The AUD has again performed strongly over the past week defying gains by the USD and weaker than anticipated Chinese trade data to open the week around 0.7629 against the greenback. Strength for the AUD was across the board opening the week at 0.6280 against the GBP and 0.6954 versus the EUR. After a recent subdued trading period against the NZD the AUD has also pushed higher to 1.0750 in a move that will no doubt be well received across the Tasman.
On the local Australian front this week the new RBA Governor Lowe will be speaking on Tuesday at a trans-Tasman focused investment forum ahead of the release of the October RBA meeting minutes.
Thursday is shaping up as the main day for Australian data this week with employment figures due and the NAB Quarterly Business Confidence index. The AUDs fortunes will most likely be tied to offshore data and events this week with commodity prices, US data and the ECB meeting key events.

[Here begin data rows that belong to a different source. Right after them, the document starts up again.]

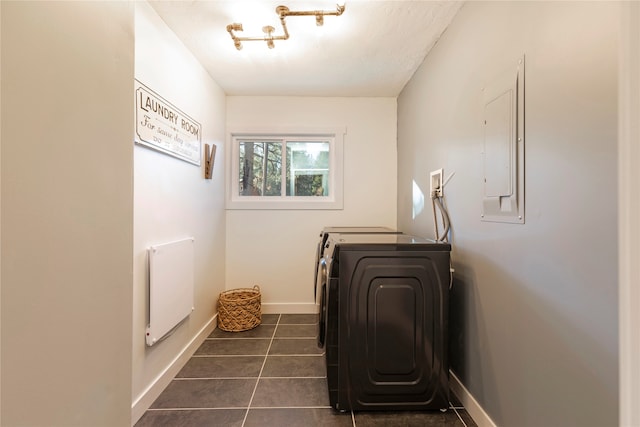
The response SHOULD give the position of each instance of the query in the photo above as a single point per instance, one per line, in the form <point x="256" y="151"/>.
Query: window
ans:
<point x="285" y="171"/>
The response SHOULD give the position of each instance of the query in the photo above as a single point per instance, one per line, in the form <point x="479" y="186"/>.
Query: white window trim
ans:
<point x="336" y="176"/>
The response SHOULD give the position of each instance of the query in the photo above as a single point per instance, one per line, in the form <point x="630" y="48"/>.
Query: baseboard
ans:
<point x="151" y="393"/>
<point x="472" y="406"/>
<point x="290" y="308"/>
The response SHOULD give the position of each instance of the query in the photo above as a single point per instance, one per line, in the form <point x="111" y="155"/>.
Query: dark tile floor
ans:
<point x="273" y="375"/>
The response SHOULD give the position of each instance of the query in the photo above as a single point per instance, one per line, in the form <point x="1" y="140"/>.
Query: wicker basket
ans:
<point x="239" y="309"/>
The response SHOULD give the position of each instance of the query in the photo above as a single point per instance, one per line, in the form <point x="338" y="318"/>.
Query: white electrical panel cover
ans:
<point x="503" y="147"/>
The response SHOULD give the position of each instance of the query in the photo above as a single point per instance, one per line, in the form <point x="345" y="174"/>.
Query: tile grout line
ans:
<point x="264" y="362"/>
<point x="459" y="417"/>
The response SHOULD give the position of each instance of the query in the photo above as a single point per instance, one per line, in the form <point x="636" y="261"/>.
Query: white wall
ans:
<point x="67" y="204"/>
<point x="172" y="200"/>
<point x="629" y="214"/>
<point x="276" y="249"/>
<point x="534" y="306"/>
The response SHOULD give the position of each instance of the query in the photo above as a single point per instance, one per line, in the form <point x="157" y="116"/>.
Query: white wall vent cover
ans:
<point x="171" y="275"/>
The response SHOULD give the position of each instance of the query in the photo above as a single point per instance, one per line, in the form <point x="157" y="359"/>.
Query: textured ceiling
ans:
<point x="373" y="49"/>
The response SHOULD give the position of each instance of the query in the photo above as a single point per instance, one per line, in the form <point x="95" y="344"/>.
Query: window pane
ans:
<point x="308" y="168"/>
<point x="260" y="168"/>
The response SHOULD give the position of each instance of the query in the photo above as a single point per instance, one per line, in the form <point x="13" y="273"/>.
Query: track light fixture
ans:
<point x="283" y="12"/>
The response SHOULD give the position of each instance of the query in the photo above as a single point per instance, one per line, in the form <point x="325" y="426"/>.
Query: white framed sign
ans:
<point x="164" y="127"/>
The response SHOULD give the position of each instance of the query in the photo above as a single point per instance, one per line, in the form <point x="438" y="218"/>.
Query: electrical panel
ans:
<point x="503" y="147"/>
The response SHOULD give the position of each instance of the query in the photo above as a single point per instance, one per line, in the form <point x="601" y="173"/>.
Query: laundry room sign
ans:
<point x="162" y="126"/>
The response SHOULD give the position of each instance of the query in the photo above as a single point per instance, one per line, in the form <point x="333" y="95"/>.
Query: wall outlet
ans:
<point x="436" y="183"/>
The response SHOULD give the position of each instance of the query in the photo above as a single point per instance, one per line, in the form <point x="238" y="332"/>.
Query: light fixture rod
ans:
<point x="283" y="12"/>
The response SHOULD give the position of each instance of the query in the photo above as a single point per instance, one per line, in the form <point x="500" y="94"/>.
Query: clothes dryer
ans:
<point x="387" y="322"/>
<point x="320" y="267"/>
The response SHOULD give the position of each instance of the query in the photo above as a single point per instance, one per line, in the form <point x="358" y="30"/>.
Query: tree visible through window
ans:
<point x="306" y="168"/>
<point x="286" y="171"/>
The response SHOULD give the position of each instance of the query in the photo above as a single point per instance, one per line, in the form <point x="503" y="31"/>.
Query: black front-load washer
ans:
<point x="320" y="264"/>
<point x="386" y="322"/>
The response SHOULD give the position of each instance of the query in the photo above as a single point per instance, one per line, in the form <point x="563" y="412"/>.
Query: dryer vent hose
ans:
<point x="437" y="201"/>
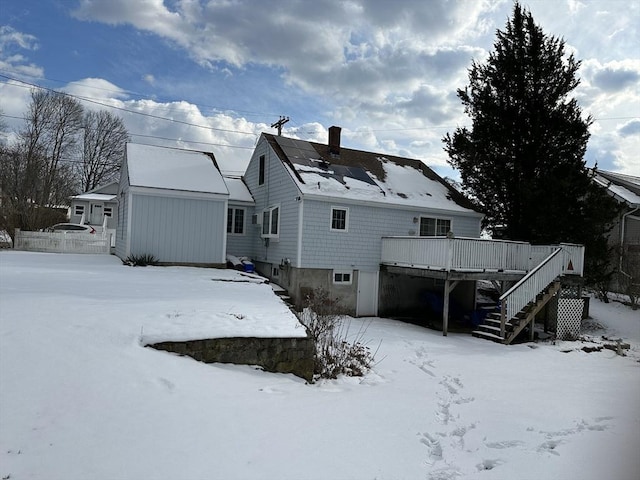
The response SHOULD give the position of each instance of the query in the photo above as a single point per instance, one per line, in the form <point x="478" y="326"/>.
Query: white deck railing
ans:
<point x="475" y="254"/>
<point x="529" y="286"/>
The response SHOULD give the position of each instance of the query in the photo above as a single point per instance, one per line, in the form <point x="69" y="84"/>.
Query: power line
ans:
<point x="144" y="114"/>
<point x="142" y="96"/>
<point x="164" y="138"/>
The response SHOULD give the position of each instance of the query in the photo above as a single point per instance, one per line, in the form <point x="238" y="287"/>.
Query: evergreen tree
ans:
<point x="523" y="158"/>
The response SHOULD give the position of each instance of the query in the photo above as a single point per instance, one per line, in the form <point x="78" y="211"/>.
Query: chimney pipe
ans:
<point x="334" y="140"/>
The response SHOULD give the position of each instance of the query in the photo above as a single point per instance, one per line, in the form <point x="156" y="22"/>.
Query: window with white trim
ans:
<point x="434" y="227"/>
<point x="271" y="222"/>
<point x="339" y="219"/>
<point x="261" y="163"/>
<point x="235" y="221"/>
<point x="342" y="277"/>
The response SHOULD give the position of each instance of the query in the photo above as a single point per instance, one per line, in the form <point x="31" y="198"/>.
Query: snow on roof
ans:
<point x="358" y="175"/>
<point x="173" y="169"/>
<point x="95" y="196"/>
<point x="617" y="185"/>
<point x="238" y="191"/>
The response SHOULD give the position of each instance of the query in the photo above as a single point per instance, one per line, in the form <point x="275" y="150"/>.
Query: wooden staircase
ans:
<point x="491" y="328"/>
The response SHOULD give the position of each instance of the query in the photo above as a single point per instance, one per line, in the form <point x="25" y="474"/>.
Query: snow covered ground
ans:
<point x="80" y="398"/>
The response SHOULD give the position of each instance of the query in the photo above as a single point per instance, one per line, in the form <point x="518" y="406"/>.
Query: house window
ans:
<point x="261" y="171"/>
<point x="271" y="222"/>
<point x="235" y="221"/>
<point x="342" y="277"/>
<point x="339" y="219"/>
<point x="434" y="227"/>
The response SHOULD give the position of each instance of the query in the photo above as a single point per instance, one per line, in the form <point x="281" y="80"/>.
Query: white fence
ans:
<point x="63" y="242"/>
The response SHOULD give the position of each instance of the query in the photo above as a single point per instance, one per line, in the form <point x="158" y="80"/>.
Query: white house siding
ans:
<point x="278" y="189"/>
<point x="122" y="230"/>
<point x="360" y="247"/>
<point x="178" y="230"/>
<point x="242" y="245"/>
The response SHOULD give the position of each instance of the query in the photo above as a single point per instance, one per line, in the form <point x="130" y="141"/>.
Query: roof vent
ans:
<point x="334" y="140"/>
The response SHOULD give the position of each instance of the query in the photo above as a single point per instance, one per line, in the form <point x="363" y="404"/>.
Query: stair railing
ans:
<point x="529" y="286"/>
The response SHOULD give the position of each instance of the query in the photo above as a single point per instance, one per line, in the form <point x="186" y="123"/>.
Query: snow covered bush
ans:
<point x="140" y="260"/>
<point x="338" y="350"/>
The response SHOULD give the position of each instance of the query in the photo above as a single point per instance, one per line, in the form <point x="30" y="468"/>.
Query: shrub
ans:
<point x="330" y="331"/>
<point x="140" y="260"/>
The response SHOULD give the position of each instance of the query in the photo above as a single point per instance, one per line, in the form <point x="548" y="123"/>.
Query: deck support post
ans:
<point x="448" y="287"/>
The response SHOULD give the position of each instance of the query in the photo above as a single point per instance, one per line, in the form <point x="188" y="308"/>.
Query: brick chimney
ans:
<point x="334" y="140"/>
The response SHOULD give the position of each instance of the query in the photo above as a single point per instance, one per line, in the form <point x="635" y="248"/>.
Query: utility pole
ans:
<point x="279" y="124"/>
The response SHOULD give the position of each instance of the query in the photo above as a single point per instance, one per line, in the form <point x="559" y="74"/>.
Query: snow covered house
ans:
<point x="322" y="212"/>
<point x="172" y="205"/>
<point x="94" y="206"/>
<point x="239" y="214"/>
<point x="625" y="236"/>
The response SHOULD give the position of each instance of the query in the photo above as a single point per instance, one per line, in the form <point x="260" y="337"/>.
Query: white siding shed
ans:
<point x="173" y="205"/>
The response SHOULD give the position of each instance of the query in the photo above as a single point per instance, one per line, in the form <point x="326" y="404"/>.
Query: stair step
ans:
<point x="488" y="328"/>
<point x="487" y="336"/>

In New Zealand this week inflation data is due for release on Tuesday and it will be closely monitored for signs of further action being implemented by the RBNZ in the last part of the year. GlobalDairyTrade Auction results will emerge in the early hours of Wednesday morning.
Recent inclement weather has impacted dairy production in New Zealand and this has resulted in a significant decline in the volume offered at this week’s auction. The weather has impacted dairy production by around 10% in some regions according to Fonterra.
As the stakes appear to rise ever higher in the UK around the Brexit strategy a war of words has erupted between the Bank of England Governor Carney and Prime Minister May. Effectively a message of “don’t tell me how top do my job”, Governor Carney has reiterated at a meeting in Birmingham that whilst politicians set the broad objectives they are best to remain far away from the policy settings.
With Brexit dominating the British political and economic landscape for the foreseeable future it will be interesting to watch this Punch and Judy-style double act in coming months. The GBP appears likely to remain under considerable pressure this week with the political machinations in particular continuing to take their toll.
Prime Minister May is being urged to release the plan for Brexit ahead of the triggering of the divorce proceedings. Scotland is continuing to agitate for its own potential agreement with the EU in the wake of Brexit whilst Germany is warning the UK that it can’t cherry pick the elements it values (single market access) without accepting the others it does not (most notably freedom of movement).
The ECB is scheduled to meet on Thursday and its recent policy settings are not expected to change at this month’s meeting. A more aggressive policy setting has effectively been ruled out by ECB President Draghi. The EU economic summit will also take place this week with current account figures also due to be released.
United States inflation data will be eagerly anticipated this week as will a number of speeches by FOMC members. The Beige Book data will also be released midweek as the Fed prepares for the next FOMC meeting. Key manufacturing data will also be presented during the week in the US.
As the Presidential Election campaign continues on full steam ahead this will also continue to dominate both political and economic discussions.
Chinese GDP data will be released on Wednesday and it is expected to come in at around 6.7%, consistent with both first and second quarter figures this year. Industrial production figures and retail sales data will also be released alongside the National Bureau of Statistics press conference.